Why RWAs: State of Crypto and Imp. of RWAs in Crypto
Last updated
Last updated
Market Capitalization
The cryptocurrency market is valued at approximately $2 trillion. Around 50% of this value comes from Bitcoin, 20% from Ethereum, and the remaining 20-25% from various other blockchain technologies.
Recent Trends and Changes: The Crypto Winter of 2023-2025
The recent downturn in the cryptocurrency market, known as the crypto winter, has been more severe than past downturns for several reasons:
In the past, downturns occurred when the market was smaller and the future applications of cryptocurrency were uncertain. It wasn't until 2020-2021 that decentralized finance (DeFi) and non-fungible tokens (NFTs) emerged as prominent applications that didn't depend on external factors. Despite the downturn, there is now a solid belief in the resilience of cryptocurrencies as a separate asset class.
Previous downturns happened when the broader economy was generally stable. The current downturn, however, is deeply intertwined with broader economic issues, leading to significant valuation drops across both public and private sectors.
Bitcoin, Ethereum, and other major cryptocurrencies have shown signs of recovery similar to major stock market rebounds, which enhances confidence in these digital assets.

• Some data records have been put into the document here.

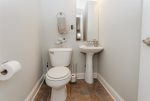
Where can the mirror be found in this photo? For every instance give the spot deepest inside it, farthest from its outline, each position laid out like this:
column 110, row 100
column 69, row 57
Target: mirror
column 87, row 20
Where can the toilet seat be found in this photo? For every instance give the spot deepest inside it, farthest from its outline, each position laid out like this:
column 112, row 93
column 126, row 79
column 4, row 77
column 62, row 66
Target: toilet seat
column 58, row 73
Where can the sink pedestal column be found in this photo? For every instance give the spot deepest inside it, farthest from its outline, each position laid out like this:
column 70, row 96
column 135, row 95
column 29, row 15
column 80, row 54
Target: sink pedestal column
column 89, row 68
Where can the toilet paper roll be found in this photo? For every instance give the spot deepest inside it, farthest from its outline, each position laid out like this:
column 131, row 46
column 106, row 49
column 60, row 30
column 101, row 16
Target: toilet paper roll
column 8, row 69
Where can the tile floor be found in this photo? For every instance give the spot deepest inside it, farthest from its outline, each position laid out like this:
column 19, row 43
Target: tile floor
column 81, row 91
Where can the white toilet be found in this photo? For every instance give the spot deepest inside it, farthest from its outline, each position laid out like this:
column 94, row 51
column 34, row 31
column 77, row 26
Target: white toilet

The downturn has revealed both the strengths and weaknesses of Decentralized Autonomous Organizations (DAOs), showing that decentralization needs to solve real problems to be deemed necessary.
Creating Sustainable Yields
The drop in token values eliminated many unsustainable yields, highlighting the need for assets that offer stable and good returns. This led to the creation of products like Treasury-Bills on-chain, which provided about a 5% yield in 2024. In traditional finance, assets that offer high yields are in strong demand, and integrating these assets onto the blockchain can make yields more predictable and sustainable. This downturn has clarified the practical utility of DeFi, reinforcing its primary role in the issuance and movement of assets.
Demand for Real Useful Applications
Most of the crypto funding in the last two years targeted infrastructure projects, with few contributing to new financial activities or enhancements in financial workflows. This imbalance is notable and reflects the value dynamics seen in cloud services like AWS, Google Cloud, and Azure, which are essential because they support a broad range of company operations. Similarly, the crypto infrastructure will gain real value only when it supports financial applications that address genuine needs.
While Bitcoin is often viewed as digital gold and Ethereum as a key player in enabling a global financial system, the value of other crypto assets often remains hard to justify when assessed by traditional asset managers based on cost, revenue, and benefit analyses. For the crypto market cap to expand significantly, a large portion of it needs to represent traditional assets on-chain. This would justify the market values of platforms like Ethereum, Binance Coin, Solana, and Uniswap, which facilitate the representation and management of these assets. Reviewing the top projects by market capitalization can reveal how many provide meaningful utility or value to users, emphasizing the need for crypto projects to develop applications that address real financial challenges.